From Steve Litt, Plain Dealer:

"The building will be replaced by 2009 with a 206-space parking lot. The lot will serve a wellness center and outpatient surgical facility installed in newer buildings just to the east.

Eventually, Smith said, the site will be ripe for an expansion of the Clinic, but there are no current plans to rebuild at the location.

Committee member Martin Walters, who voted against the demolition, wasn't convinced by Smith's presentation.

After the building comes down, "it's going to be a barren space for patients to walk through," he said.

Jeffrey Strean, director of design and architecture at the Cleveland Museum of Art, the second no vote, asked whether sections of the OCPM facade could be saved. Smith said he didn't consider that practical.

After the meeting, Smith said that demolition debris would be segregated and recycled to the greatest extent possible, as part of a green initiative launched under Clinic Chief Executive Officer Dr. Delos "Toby" Cosgrove."

and

Smith said the site could be enormously important in the future because it would flank the northern terminus of Opportunity Corridor, a proposed cross-town thoroughfare that would join University Circle to the stub end of I-490 at East 55th Street.

Opportunity Corridor is intended to link the city's fastest-growing job center to the interstate highway system.

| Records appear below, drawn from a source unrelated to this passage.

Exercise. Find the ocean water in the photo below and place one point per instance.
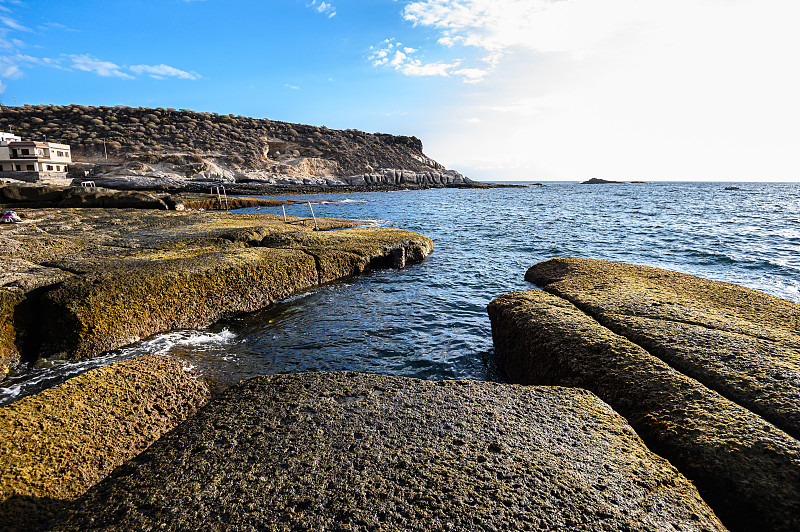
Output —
(429, 320)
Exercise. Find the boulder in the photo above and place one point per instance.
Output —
(347, 451)
(740, 342)
(54, 196)
(58, 443)
(110, 277)
(664, 349)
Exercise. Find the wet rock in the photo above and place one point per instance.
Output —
(108, 278)
(665, 350)
(58, 443)
(43, 196)
(346, 451)
(743, 343)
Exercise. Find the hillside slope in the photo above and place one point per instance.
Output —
(171, 146)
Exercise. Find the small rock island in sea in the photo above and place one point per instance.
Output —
(642, 399)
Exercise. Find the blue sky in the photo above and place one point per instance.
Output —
(498, 89)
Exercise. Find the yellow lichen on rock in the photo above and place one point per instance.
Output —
(56, 444)
(706, 384)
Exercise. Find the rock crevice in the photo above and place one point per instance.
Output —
(706, 398)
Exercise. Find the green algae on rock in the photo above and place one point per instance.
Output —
(347, 451)
(56, 444)
(744, 466)
(108, 278)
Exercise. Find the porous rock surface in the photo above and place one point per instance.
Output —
(78, 282)
(62, 196)
(347, 451)
(56, 444)
(704, 371)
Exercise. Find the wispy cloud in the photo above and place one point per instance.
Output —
(323, 8)
(403, 59)
(55, 26)
(106, 69)
(163, 71)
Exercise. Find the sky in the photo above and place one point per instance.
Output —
(496, 89)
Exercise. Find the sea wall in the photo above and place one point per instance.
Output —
(58, 443)
(399, 177)
(347, 451)
(706, 372)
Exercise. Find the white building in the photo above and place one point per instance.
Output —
(27, 160)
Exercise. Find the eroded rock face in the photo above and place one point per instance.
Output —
(743, 343)
(104, 279)
(55, 196)
(346, 451)
(58, 443)
(691, 363)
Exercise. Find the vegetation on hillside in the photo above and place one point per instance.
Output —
(180, 136)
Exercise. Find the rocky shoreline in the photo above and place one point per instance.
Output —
(78, 282)
(705, 373)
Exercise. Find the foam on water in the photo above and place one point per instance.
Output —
(48, 373)
(429, 320)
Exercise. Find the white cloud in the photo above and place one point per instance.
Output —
(88, 63)
(636, 89)
(323, 8)
(163, 71)
(55, 26)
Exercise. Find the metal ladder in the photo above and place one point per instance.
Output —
(221, 195)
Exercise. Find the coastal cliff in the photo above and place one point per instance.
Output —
(149, 148)
(348, 451)
(706, 372)
(57, 444)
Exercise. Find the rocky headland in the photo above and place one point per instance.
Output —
(143, 148)
(347, 451)
(57, 444)
(706, 372)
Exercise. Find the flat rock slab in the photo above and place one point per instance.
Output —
(56, 444)
(78, 282)
(348, 451)
(740, 342)
(697, 367)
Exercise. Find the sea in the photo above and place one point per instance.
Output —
(429, 320)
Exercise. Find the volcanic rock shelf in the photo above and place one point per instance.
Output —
(708, 373)
(77, 282)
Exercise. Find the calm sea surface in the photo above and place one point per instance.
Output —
(429, 320)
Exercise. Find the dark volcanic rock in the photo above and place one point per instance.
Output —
(53, 196)
(346, 451)
(682, 359)
(740, 342)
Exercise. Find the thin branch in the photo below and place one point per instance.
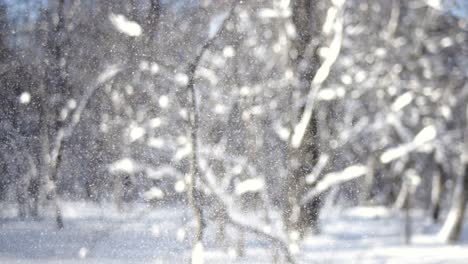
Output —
(322, 73)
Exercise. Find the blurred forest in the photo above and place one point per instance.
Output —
(230, 106)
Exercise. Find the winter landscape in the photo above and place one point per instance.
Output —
(233, 131)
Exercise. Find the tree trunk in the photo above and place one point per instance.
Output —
(452, 228)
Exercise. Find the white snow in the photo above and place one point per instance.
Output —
(101, 234)
(25, 98)
(125, 26)
(402, 101)
(153, 193)
(163, 101)
(198, 254)
(125, 165)
(424, 136)
(136, 133)
(215, 24)
(250, 185)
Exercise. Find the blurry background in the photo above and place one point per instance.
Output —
(301, 107)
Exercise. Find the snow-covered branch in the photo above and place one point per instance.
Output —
(335, 18)
(335, 178)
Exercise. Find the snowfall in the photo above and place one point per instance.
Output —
(99, 233)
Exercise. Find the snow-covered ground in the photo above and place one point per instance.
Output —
(101, 234)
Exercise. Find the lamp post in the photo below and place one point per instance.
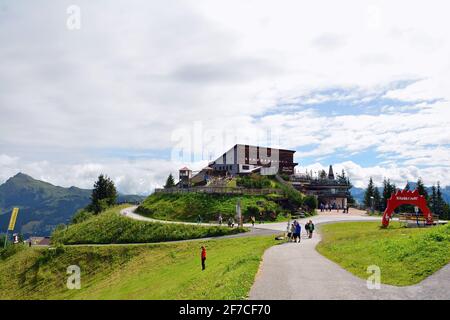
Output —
(371, 204)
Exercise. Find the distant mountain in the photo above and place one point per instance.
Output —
(358, 193)
(42, 205)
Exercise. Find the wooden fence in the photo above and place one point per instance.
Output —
(222, 190)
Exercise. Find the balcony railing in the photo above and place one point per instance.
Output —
(221, 190)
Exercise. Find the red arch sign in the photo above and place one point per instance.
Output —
(406, 197)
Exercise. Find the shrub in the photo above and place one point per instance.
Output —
(252, 211)
(310, 202)
(81, 216)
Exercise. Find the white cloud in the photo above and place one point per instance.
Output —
(400, 175)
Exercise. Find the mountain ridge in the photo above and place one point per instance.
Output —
(43, 205)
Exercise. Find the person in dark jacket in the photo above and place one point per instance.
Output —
(298, 232)
(203, 258)
(307, 228)
(311, 228)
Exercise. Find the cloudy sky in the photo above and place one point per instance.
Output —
(144, 87)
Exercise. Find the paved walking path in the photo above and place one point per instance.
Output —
(297, 271)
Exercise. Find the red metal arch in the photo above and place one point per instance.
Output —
(406, 197)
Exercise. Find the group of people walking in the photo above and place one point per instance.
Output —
(294, 230)
(328, 207)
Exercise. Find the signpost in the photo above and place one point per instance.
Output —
(238, 212)
(416, 210)
(12, 223)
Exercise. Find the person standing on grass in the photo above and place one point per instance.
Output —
(298, 232)
(307, 228)
(292, 237)
(203, 258)
(311, 229)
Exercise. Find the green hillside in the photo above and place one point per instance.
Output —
(187, 206)
(42, 205)
(406, 256)
(111, 227)
(159, 271)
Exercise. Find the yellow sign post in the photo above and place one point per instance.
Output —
(12, 223)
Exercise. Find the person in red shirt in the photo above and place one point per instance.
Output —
(203, 258)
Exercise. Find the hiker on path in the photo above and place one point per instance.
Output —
(288, 231)
(311, 228)
(298, 231)
(231, 222)
(203, 258)
(292, 235)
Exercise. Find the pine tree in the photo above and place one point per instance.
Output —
(433, 200)
(440, 203)
(103, 195)
(170, 182)
(388, 190)
(369, 194)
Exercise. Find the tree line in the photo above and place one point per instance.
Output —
(377, 200)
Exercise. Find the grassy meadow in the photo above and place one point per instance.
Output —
(110, 227)
(150, 271)
(405, 256)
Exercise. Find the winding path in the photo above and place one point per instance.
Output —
(292, 271)
(298, 272)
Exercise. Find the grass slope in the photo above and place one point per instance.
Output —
(187, 207)
(42, 205)
(405, 256)
(111, 227)
(158, 271)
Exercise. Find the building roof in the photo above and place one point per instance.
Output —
(240, 144)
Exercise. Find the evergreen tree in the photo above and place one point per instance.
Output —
(369, 194)
(433, 199)
(103, 195)
(440, 203)
(170, 182)
(388, 190)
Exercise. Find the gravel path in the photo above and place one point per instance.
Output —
(297, 271)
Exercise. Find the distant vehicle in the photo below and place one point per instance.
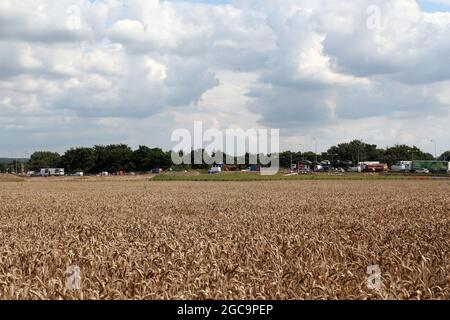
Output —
(355, 169)
(431, 166)
(215, 170)
(51, 172)
(374, 167)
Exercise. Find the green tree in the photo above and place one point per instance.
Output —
(356, 151)
(79, 159)
(113, 158)
(403, 152)
(44, 159)
(146, 159)
(445, 156)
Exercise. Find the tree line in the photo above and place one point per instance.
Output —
(116, 157)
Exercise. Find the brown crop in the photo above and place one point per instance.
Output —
(224, 240)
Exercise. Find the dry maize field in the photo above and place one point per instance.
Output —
(140, 239)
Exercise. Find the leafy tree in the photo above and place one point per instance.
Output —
(356, 151)
(79, 159)
(145, 159)
(445, 156)
(403, 153)
(113, 158)
(44, 159)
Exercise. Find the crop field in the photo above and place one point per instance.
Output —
(143, 239)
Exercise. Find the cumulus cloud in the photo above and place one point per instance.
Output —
(77, 68)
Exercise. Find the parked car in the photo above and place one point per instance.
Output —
(422, 170)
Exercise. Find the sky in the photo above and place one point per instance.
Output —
(84, 72)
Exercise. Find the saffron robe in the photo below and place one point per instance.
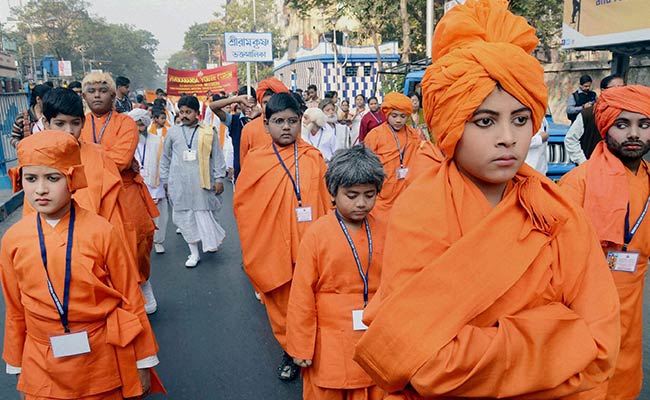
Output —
(105, 301)
(265, 208)
(382, 142)
(474, 301)
(326, 287)
(628, 378)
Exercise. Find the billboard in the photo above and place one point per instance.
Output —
(200, 81)
(599, 23)
(249, 46)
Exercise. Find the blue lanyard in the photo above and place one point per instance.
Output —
(364, 275)
(62, 309)
(400, 151)
(629, 234)
(296, 182)
(101, 133)
(144, 150)
(189, 145)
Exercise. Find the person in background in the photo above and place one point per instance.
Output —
(583, 136)
(30, 120)
(581, 99)
(122, 101)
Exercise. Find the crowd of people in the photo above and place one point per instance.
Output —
(400, 251)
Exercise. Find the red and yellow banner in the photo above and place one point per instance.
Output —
(200, 81)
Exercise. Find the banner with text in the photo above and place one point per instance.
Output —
(249, 46)
(599, 23)
(200, 81)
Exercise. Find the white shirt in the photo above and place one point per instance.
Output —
(572, 141)
(537, 153)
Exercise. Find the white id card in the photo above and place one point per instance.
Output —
(189, 155)
(401, 173)
(303, 214)
(623, 261)
(70, 344)
(357, 321)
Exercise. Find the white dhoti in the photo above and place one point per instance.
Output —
(200, 226)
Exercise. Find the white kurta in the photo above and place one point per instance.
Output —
(194, 208)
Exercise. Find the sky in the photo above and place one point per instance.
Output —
(168, 20)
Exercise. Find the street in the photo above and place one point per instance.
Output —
(214, 337)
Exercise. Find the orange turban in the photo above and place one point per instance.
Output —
(477, 46)
(273, 84)
(634, 98)
(54, 149)
(396, 101)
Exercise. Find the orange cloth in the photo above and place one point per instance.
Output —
(633, 98)
(326, 288)
(475, 46)
(488, 302)
(273, 84)
(628, 378)
(54, 149)
(382, 142)
(396, 101)
(119, 141)
(105, 301)
(264, 205)
(103, 196)
(253, 135)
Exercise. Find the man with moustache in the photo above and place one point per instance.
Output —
(118, 135)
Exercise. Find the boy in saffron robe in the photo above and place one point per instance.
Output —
(493, 283)
(75, 324)
(279, 195)
(395, 142)
(614, 188)
(337, 272)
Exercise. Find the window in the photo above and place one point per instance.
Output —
(351, 71)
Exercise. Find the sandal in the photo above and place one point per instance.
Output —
(287, 371)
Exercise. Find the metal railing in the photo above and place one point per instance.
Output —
(10, 105)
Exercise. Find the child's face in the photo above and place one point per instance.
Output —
(397, 120)
(46, 189)
(355, 202)
(495, 141)
(284, 127)
(188, 116)
(160, 120)
(99, 97)
(66, 123)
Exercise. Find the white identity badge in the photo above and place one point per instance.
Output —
(70, 344)
(401, 173)
(623, 261)
(303, 214)
(357, 321)
(189, 155)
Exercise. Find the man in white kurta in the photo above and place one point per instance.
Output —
(193, 168)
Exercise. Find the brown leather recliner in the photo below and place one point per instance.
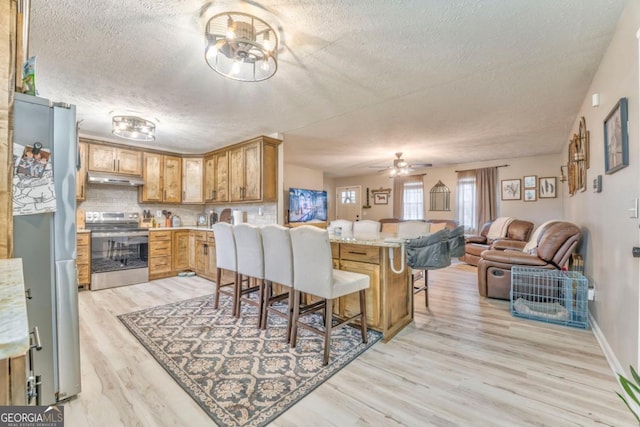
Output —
(556, 243)
(518, 231)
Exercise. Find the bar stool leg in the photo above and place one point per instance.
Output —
(328, 323)
(363, 316)
(294, 319)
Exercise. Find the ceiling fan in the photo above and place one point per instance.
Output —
(401, 166)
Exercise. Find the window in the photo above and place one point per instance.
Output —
(467, 203)
(348, 196)
(413, 201)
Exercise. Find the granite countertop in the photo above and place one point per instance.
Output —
(185, 227)
(377, 239)
(14, 324)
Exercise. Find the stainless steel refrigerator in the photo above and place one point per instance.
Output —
(46, 242)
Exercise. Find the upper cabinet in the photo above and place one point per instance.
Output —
(81, 174)
(253, 170)
(192, 182)
(162, 179)
(216, 181)
(106, 158)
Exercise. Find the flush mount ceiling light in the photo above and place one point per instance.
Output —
(241, 47)
(134, 128)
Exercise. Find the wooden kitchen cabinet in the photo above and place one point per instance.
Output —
(83, 259)
(81, 174)
(389, 297)
(253, 170)
(192, 180)
(172, 181)
(106, 158)
(205, 254)
(162, 179)
(216, 184)
(180, 250)
(160, 259)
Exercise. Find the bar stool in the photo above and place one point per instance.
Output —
(278, 269)
(313, 274)
(250, 264)
(225, 260)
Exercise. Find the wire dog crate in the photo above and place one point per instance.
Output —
(552, 296)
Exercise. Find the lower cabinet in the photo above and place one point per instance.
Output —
(83, 259)
(180, 250)
(174, 251)
(204, 254)
(389, 298)
(160, 262)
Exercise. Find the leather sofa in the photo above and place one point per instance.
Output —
(556, 242)
(517, 231)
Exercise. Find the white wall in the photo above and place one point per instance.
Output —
(536, 212)
(610, 233)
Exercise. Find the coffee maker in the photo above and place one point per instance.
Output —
(213, 218)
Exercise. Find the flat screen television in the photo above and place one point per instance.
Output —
(307, 205)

From the UCI website however we find: "West Gateway - UCI will turn this site into a major gateway entrance into the Circle on Euclid Avenue near Stokes Boulevard. The site will include an iconic entryway building that will mark the western edge of the Circle district and include several mixed-use facilities."

and this

"Circle Walk Trailhead- UCI will launch Circle Walk, a series of self-guided tours of University Circle, highlighting cultural treasures and providing historic facts about the neighborhood. The main trailhead for Circle Walk will serve as a launch point for the self-guided tours and include maps of routes and seating. The centerpiece of the park, located at the heavily-traveled gateway of Wade Oval Drive and East Boulevard, will be a large illuminated pylon that displays the Circle Walk map and news about upcoming shows and events."
 
Oh great!  A Kiosk! They'll plant trees and are "looking into" daylighting Doan Brook... a tiny portion that was reputedly to "BE" daylighted. (Meanwhile we can't use the airport mediation funds to repair Doan Brook. Everybody's being polite because, it's the orchstar, museum, university, white gloves and all.) I guess we'll hear how that just didn't work out at some future point. Don't kid yourself. The Carnegie Maedical Building is in the way of the taxpayer funded driveway to the rich people's playground. The University (CWRU) that requires $48,623 in undergraduate tuition.  Tear down history. Run the road through a place where poor people can't object. The West Gateway - Looking for more money to come from the westside. This is how we do it in Cleveland. Divide and conquer... I guess that's it anyway... there's scant info, so we're left to wonder.
 

Oh wait... there's this at CCF

Campus Master Plan “We have had an enormous demand for our services.  An expansion of the campus will make our care available to more and more people, and our use of advanced technology also will mean better care for those patients.” --Joseph F. Hahn, MD, Chief of Staff, Building a Healing Environment

A statement does not a master plan make. Please publish the master plan. They have an MD planning the campus?!? So much for all those planning degrees you folks are getting at CSU and KSU/SAED. You need an MD to plan a "healing environment".

Ahem... can we see the big picture please?